Pickle Springs Natural Area contains all sorts of fascinating sandstone rock formations including box canyons and wet weather waterfalls.
In one hour on Trail Through Time at Pickle Springs you will travel far into the past, into a narrow slot eroded in sandstone, through double arches and past interesting rock formations. Bridges cross Pickle Creek and Bone Creek, and then the trail climbs finally reaching Dome Rock Overlook. The lush panoramic view from atop this rocky hoodoo is awe inspiring. In contrast, the scraggly pines growing here are over 100 years old, dwarfed by the poor growing conditions. Next comes Pickle Spring which is named after an 1800s landowner. Further along is Rockpile Canyon, formed in 1959 when the bluff thunderously collapsed. Near the end is Piney Glade. Little else grows on this sandstone bedrock. Because of its unique features this area is a National Natural Landmark.
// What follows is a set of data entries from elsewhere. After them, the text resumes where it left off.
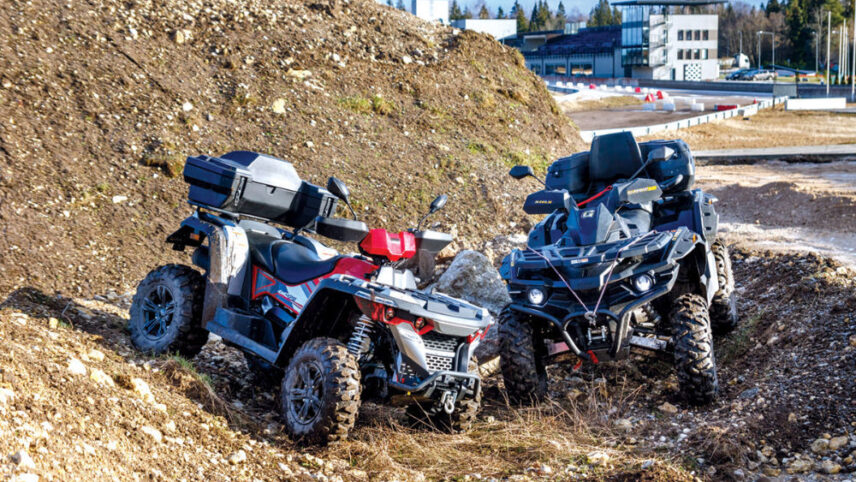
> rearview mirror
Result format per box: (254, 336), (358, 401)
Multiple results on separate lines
(509, 165), (535, 180)
(647, 146), (675, 163)
(429, 194), (447, 214)
(326, 177), (350, 202)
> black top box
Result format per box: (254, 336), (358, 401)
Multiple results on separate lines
(183, 151), (338, 229)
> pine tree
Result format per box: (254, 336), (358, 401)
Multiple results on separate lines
(396, 0), (405, 10)
(386, 0), (393, 6)
(536, 0), (552, 29)
(529, 3), (540, 30)
(497, 6), (505, 18)
(479, 4), (490, 18)
(463, 6), (474, 19)
(765, 0), (781, 15)
(449, 0), (464, 20)
(515, 1), (529, 32)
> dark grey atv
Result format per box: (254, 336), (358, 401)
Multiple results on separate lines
(498, 132), (738, 405)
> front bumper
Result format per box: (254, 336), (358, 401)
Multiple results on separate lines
(389, 369), (480, 403)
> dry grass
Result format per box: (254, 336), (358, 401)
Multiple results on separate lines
(560, 95), (644, 113)
(639, 105), (856, 150)
(322, 375), (692, 480)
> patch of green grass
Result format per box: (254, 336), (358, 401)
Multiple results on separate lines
(338, 95), (396, 116)
(338, 96), (373, 114)
(167, 354), (214, 388)
(466, 141), (486, 154)
(95, 182), (111, 193)
(502, 149), (550, 175)
(370, 94), (396, 115)
(142, 152), (185, 178)
(717, 309), (766, 364)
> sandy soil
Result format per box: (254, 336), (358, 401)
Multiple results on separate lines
(640, 107), (856, 150)
(697, 161), (856, 267)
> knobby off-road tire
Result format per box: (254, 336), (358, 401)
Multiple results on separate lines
(244, 352), (284, 388)
(498, 305), (547, 405)
(710, 240), (739, 335)
(129, 264), (208, 358)
(671, 293), (719, 405)
(281, 338), (361, 444)
(405, 361), (481, 433)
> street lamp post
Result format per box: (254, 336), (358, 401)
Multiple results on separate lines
(827, 11), (831, 96)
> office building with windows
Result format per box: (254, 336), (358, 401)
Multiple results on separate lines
(521, 0), (725, 80)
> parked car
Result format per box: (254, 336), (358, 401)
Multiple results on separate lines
(726, 69), (750, 80)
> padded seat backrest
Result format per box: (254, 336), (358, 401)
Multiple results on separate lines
(589, 132), (644, 183)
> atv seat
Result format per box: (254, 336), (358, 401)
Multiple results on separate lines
(588, 131), (645, 190)
(247, 232), (341, 285)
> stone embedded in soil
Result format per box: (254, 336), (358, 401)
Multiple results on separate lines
(140, 425), (163, 443)
(811, 438), (830, 454)
(0, 387), (14, 406)
(828, 435), (849, 451)
(587, 451), (610, 466)
(130, 377), (155, 404)
(786, 458), (812, 474)
(739, 387), (759, 399)
(86, 349), (105, 362)
(613, 418), (633, 432)
(658, 402), (678, 414)
(9, 450), (36, 469)
(820, 459), (841, 474)
(849, 334), (856, 347)
(67, 357), (87, 376)
(89, 368), (114, 387)
(271, 98), (287, 114)
(227, 450), (247, 465)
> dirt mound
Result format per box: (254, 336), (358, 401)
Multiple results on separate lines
(0, 0), (584, 298)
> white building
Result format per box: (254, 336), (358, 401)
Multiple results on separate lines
(521, 0), (725, 81)
(411, 0), (449, 24)
(451, 19), (517, 41)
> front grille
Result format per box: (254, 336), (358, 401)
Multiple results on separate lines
(425, 353), (455, 372)
(421, 332), (460, 352)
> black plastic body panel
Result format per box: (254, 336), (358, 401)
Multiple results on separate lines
(183, 151), (338, 229)
(315, 216), (370, 243)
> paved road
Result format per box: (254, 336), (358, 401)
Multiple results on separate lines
(694, 144), (856, 163)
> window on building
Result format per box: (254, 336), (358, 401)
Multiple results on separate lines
(702, 49), (709, 59)
(703, 30), (709, 41)
(677, 30), (684, 41)
(677, 50), (684, 60)
(694, 30), (701, 41)
(693, 49), (700, 59)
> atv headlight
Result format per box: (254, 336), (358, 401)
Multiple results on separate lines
(633, 274), (654, 293)
(526, 288), (546, 305)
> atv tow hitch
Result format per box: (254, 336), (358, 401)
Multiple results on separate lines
(441, 390), (457, 414)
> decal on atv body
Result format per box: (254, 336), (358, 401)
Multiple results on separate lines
(251, 258), (377, 314)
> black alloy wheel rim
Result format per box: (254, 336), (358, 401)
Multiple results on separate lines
(140, 284), (176, 340)
(286, 360), (324, 425)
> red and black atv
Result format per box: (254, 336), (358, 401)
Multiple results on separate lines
(128, 151), (492, 443)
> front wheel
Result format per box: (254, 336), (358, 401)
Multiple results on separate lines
(129, 264), (209, 357)
(498, 305), (547, 405)
(281, 338), (361, 444)
(672, 293), (719, 405)
(710, 240), (739, 335)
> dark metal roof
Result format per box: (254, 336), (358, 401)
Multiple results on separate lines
(613, 0), (726, 5)
(528, 26), (621, 56)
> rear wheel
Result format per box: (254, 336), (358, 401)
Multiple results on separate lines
(129, 264), (208, 357)
(672, 293), (718, 405)
(405, 360), (481, 432)
(498, 305), (547, 404)
(281, 338), (361, 444)
(710, 240), (739, 335)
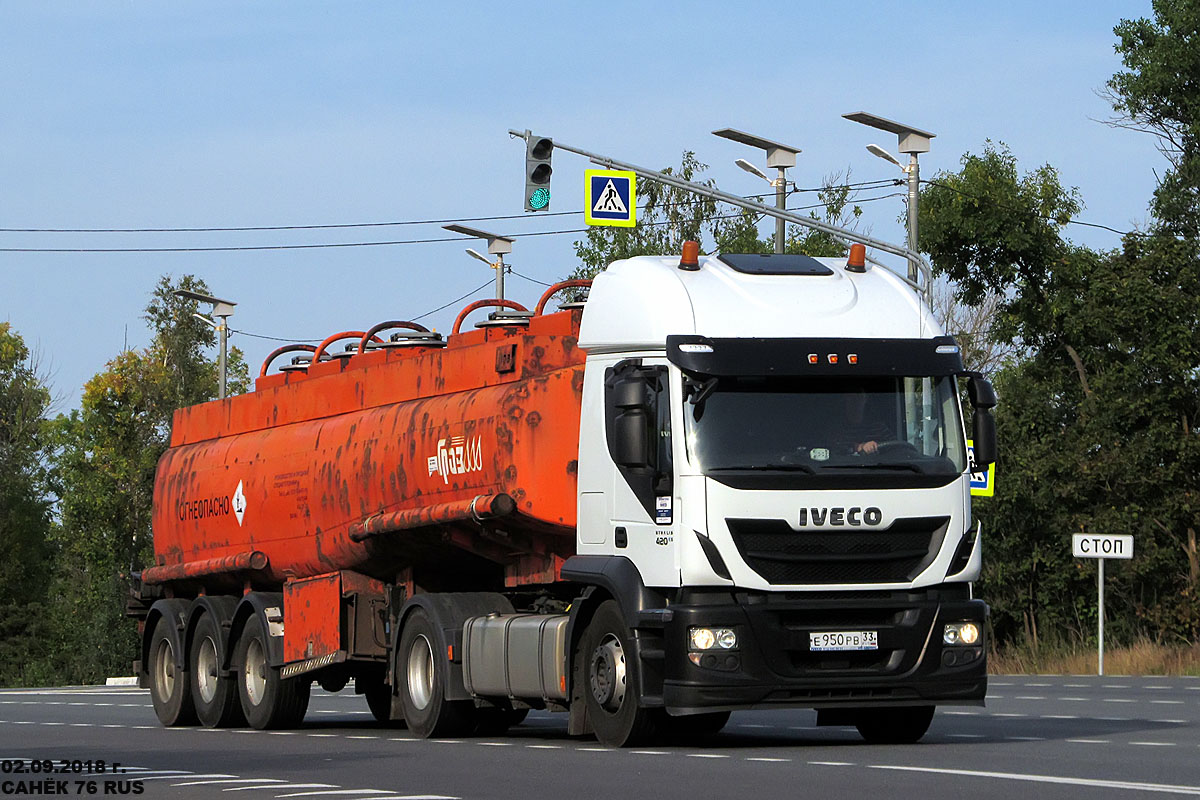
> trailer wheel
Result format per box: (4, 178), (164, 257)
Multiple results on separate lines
(190, 613), (245, 728)
(148, 619), (197, 727)
(581, 600), (659, 747)
(235, 614), (310, 729)
(398, 609), (476, 738)
(854, 706), (935, 744)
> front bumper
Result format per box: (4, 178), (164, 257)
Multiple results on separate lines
(659, 587), (987, 714)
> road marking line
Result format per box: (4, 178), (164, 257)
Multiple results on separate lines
(1096, 716), (1132, 721)
(947, 734), (985, 738)
(1145, 686), (1172, 690)
(1152, 719), (1187, 724)
(1014, 696), (1046, 700)
(137, 774), (236, 781)
(1130, 742), (1177, 747)
(525, 745), (561, 749)
(745, 757), (790, 762)
(174, 779), (289, 787)
(345, 736), (381, 740)
(808, 761), (854, 766)
(1065, 683), (1089, 688)
(429, 740), (463, 744)
(307, 734), (338, 738)
(1103, 699), (1136, 703)
(274, 792), (398, 798)
(224, 785), (338, 792)
(1066, 739), (1111, 744)
(1060, 697), (1087, 702)
(69, 723), (94, 727)
(41, 722), (64, 726)
(990, 682), (1014, 686)
(685, 754), (729, 759)
(993, 713), (1027, 717)
(868, 764), (1200, 795)
(1024, 682), (1051, 686)
(630, 750), (668, 755)
(1152, 700), (1185, 705)
(1006, 736), (1046, 741)
(987, 694), (1005, 699)
(267, 732), (297, 736)
(1102, 685), (1130, 689)
(943, 711), (979, 716)
(577, 747), (608, 752)
(478, 742), (511, 747)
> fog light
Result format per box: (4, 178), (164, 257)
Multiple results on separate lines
(716, 629), (738, 649)
(944, 622), (981, 645)
(690, 628), (716, 650)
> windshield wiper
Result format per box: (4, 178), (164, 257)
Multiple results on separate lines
(821, 462), (927, 474)
(709, 464), (816, 474)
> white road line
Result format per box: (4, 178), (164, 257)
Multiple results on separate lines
(990, 682), (1014, 686)
(1103, 698), (1136, 703)
(808, 761), (855, 766)
(267, 732), (298, 736)
(943, 711), (979, 716)
(306, 734), (338, 738)
(137, 774), (237, 781)
(993, 713), (1026, 717)
(1014, 696), (1046, 700)
(1065, 683), (1089, 688)
(345, 736), (382, 740)
(1129, 742), (1177, 747)
(1066, 739), (1111, 744)
(745, 757), (791, 762)
(225, 785), (338, 793)
(630, 750), (668, 755)
(685, 754), (729, 759)
(1145, 686), (1172, 690)
(477, 742), (511, 747)
(1006, 736), (1047, 741)
(1097, 716), (1133, 721)
(1024, 682), (1051, 687)
(174, 779), (290, 787)
(577, 747), (608, 752)
(1102, 685), (1130, 689)
(1153, 719), (1187, 724)
(429, 740), (463, 745)
(869, 764), (1200, 795)
(947, 734), (984, 738)
(525, 745), (561, 749)
(274, 792), (398, 798)
(1152, 700), (1185, 705)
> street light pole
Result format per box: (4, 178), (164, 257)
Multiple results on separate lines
(444, 224), (515, 301)
(175, 289), (237, 400)
(713, 129), (802, 255)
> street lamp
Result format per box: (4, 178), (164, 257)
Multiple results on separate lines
(713, 128), (802, 254)
(442, 224), (515, 300)
(843, 112), (936, 284)
(174, 289), (236, 400)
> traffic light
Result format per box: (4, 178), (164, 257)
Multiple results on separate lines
(524, 136), (553, 211)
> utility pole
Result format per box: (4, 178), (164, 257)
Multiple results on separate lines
(443, 224), (515, 301)
(712, 128), (801, 254)
(843, 112), (936, 297)
(174, 289), (237, 399)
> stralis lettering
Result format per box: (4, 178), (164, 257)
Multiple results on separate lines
(178, 495), (231, 521)
(798, 506), (883, 527)
(428, 435), (484, 484)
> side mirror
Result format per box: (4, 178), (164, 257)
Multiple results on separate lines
(972, 409), (996, 468)
(612, 376), (654, 468)
(968, 376), (997, 409)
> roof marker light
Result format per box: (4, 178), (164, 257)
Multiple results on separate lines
(808, 354), (818, 364)
(936, 344), (960, 355)
(846, 243), (867, 273)
(827, 354), (839, 364)
(679, 343), (714, 354)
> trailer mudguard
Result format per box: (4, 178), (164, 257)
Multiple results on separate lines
(140, 598), (192, 689)
(225, 592), (286, 670)
(185, 595), (240, 678)
(395, 592), (514, 701)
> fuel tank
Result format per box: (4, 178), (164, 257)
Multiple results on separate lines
(150, 302), (586, 591)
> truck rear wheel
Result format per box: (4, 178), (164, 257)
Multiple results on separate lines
(364, 683), (404, 727)
(235, 614), (310, 729)
(398, 609), (476, 738)
(581, 600), (660, 747)
(149, 619), (197, 727)
(190, 613), (244, 728)
(854, 706), (935, 744)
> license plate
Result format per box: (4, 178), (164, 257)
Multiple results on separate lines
(809, 630), (878, 652)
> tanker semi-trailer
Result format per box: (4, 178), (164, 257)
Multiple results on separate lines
(128, 245), (997, 746)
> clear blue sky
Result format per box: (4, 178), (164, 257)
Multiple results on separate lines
(0, 1), (1162, 409)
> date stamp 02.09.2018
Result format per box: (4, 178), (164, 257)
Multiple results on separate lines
(1, 760), (144, 796)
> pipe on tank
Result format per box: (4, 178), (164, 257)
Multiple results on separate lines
(356, 320), (431, 354)
(259, 344), (317, 378)
(311, 331), (383, 363)
(534, 280), (592, 316)
(348, 494), (516, 543)
(142, 550), (269, 585)
(451, 300), (529, 336)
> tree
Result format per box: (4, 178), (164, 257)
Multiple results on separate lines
(0, 324), (54, 685)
Mary Elise Reservations and Information:
22212 Dorlac Road, Farmington, Missouri 63640, United States
Pickle Spring trail gently slopes downward at the beginning; however, near the end the trail steeply climbs. Take care at Dome Rock Overlook! There are steep drop offs.
Eco Friendly Notes
This site supports over 250 vascular plant species including many uncommon species that are considered glacial relicts. These relict species are those that were more common thousands of the years ago when Missouri’s climate was cold and wet because of glaciation. Since then our climate has warmed and some of the species that were more common back then in Missouri still exist in small micro-climates that mimic the cool, moist conditions of the glacial times. Glacial relict species at Pickle Springs include the four-toed salamander, hay-scented fern, large whorled pogonia, and ground cedar, all species of conservation concern, as well as rattlesnake plantain and shining clubmoss.